Barbara Tuttle Snelling (March 22, 1928 – November 2, 2015) was an American politician who served as the 78th lieutenant governor of Vermont from 1993 to 1997. She suffered a cerebral hemorrhage in 1996 while campaigning for governor. She was elected to the Vermont State Senate in 1998, where she served until she suffered a second stroke; she resigned in 2002.

==Life and career==
Snelling was born Barbara Tuttle Weil in 1928 in Fall River, Massachusetts, the daughter of Hazel (née Russell) and The Reverend F. Taylor Weil. She attended Smith College for two years before transferring to Radcliffe College, from which she received her Bachelor of Arts degree Magna Cum Laude in 1950.

She served as chair of the Shelburne School Board; as Founding Chair of Champlain Valley Union High School Board. She was member of the State Board of Education; President of the Vermont State School Boards Association; Vermont Commission on Alcohol and Drug Rehabilitation; Chair of the Chittenden County United Way.

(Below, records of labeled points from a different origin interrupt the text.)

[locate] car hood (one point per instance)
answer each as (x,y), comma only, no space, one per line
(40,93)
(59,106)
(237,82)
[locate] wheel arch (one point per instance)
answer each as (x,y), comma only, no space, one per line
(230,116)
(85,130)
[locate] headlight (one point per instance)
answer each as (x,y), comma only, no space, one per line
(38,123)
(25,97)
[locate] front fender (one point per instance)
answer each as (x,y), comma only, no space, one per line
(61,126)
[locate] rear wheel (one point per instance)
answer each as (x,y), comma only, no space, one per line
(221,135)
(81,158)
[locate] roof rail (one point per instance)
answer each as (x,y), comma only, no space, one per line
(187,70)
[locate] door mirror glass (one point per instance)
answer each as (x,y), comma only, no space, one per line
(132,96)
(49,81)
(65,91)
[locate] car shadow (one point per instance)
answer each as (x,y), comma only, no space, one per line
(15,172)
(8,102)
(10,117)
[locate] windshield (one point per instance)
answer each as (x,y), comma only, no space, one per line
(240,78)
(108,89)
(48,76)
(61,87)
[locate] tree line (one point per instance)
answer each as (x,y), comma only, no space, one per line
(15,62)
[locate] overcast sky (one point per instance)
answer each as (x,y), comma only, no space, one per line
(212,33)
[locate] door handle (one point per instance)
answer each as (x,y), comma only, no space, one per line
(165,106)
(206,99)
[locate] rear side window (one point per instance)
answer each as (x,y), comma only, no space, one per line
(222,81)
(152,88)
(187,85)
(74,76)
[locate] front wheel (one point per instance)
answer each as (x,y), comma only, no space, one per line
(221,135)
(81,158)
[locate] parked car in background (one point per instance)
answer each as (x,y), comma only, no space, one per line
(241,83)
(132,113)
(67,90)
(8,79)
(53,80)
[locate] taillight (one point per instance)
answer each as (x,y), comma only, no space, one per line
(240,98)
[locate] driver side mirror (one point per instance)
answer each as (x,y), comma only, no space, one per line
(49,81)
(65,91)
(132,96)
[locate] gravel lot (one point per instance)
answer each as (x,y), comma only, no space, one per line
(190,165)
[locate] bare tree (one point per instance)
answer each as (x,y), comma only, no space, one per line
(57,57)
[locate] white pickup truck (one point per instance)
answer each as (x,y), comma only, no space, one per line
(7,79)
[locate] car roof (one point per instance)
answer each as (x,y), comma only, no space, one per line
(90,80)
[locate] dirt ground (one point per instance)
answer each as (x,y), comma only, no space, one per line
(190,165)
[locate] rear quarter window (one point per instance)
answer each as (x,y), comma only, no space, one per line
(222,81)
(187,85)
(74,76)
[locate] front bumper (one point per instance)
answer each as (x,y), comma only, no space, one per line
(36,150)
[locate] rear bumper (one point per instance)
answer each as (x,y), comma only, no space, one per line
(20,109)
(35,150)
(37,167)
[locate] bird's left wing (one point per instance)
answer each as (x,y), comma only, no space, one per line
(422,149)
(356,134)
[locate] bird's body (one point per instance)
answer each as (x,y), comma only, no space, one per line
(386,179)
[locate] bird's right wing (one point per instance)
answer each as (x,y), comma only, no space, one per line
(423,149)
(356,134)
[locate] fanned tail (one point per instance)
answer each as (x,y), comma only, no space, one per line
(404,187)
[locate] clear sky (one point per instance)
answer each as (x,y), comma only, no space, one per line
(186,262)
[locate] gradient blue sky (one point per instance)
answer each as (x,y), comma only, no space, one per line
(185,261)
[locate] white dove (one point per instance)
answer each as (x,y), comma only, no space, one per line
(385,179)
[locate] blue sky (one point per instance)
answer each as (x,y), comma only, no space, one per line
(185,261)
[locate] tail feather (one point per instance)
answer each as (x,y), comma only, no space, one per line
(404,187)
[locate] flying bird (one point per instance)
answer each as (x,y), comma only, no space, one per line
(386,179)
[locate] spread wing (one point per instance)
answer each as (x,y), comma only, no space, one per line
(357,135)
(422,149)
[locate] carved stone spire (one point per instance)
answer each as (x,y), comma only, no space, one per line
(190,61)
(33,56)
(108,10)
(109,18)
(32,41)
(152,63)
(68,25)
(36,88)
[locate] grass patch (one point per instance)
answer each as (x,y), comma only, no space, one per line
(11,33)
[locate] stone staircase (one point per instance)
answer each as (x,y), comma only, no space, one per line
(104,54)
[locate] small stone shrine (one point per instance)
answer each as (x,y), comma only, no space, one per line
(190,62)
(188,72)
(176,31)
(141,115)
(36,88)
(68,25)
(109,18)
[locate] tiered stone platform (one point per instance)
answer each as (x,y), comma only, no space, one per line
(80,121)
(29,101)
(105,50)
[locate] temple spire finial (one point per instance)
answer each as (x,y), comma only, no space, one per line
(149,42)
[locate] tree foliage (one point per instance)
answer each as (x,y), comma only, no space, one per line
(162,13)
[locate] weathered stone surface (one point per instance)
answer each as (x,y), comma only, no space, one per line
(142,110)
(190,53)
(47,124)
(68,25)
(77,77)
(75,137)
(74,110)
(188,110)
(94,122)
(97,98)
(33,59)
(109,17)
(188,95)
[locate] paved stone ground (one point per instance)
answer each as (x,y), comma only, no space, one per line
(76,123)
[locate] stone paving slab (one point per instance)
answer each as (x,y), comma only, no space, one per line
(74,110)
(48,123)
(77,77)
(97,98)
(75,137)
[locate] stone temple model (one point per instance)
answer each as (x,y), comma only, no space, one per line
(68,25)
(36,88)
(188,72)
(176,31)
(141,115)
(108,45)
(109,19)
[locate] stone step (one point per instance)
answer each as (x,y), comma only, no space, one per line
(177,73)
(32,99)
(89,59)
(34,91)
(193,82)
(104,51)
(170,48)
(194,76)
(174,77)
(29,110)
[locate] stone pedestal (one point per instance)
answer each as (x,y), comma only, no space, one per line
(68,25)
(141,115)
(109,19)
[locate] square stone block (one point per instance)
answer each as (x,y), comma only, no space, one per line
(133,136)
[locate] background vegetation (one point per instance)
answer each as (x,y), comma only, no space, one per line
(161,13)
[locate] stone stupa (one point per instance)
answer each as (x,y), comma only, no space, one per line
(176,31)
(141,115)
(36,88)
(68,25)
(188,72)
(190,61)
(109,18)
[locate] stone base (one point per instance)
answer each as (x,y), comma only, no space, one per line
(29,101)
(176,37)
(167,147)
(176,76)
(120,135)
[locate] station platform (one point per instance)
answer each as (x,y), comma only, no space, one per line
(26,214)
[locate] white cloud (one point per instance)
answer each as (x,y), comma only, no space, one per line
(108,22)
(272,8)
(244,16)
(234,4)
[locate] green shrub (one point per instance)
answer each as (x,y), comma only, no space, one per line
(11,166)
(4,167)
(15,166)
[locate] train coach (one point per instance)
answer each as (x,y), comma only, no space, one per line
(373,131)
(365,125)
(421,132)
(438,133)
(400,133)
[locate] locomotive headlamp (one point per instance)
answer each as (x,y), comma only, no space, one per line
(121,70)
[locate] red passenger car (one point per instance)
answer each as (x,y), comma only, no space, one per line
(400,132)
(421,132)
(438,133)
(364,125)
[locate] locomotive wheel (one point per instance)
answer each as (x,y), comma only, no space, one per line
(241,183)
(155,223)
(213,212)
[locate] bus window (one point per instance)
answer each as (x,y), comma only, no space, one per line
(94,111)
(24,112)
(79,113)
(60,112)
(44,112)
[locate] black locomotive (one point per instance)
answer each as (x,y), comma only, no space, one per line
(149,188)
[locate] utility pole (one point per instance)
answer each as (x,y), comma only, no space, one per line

She was a founding trustee of the Vermont Community Foundation; a trustee of Champlain College and Radcliffe College. She was a trustee of the Shelburne Museum.

She was Vice President of the University of Vermont and later was President of Snelling and Kolb, a national fundraising consulting firm focused of development work for educational institutions.

On June 14, 1947, at age 19, she married 20-year-old Richard A. Snelling, who would later served four full terms as governor of Vermont and died in office during his fifth term on August 13, 1991. Their children included Jacqueline, Mark, Andrew, and Diane, who was appointed to Snelling's seat in the State Senate.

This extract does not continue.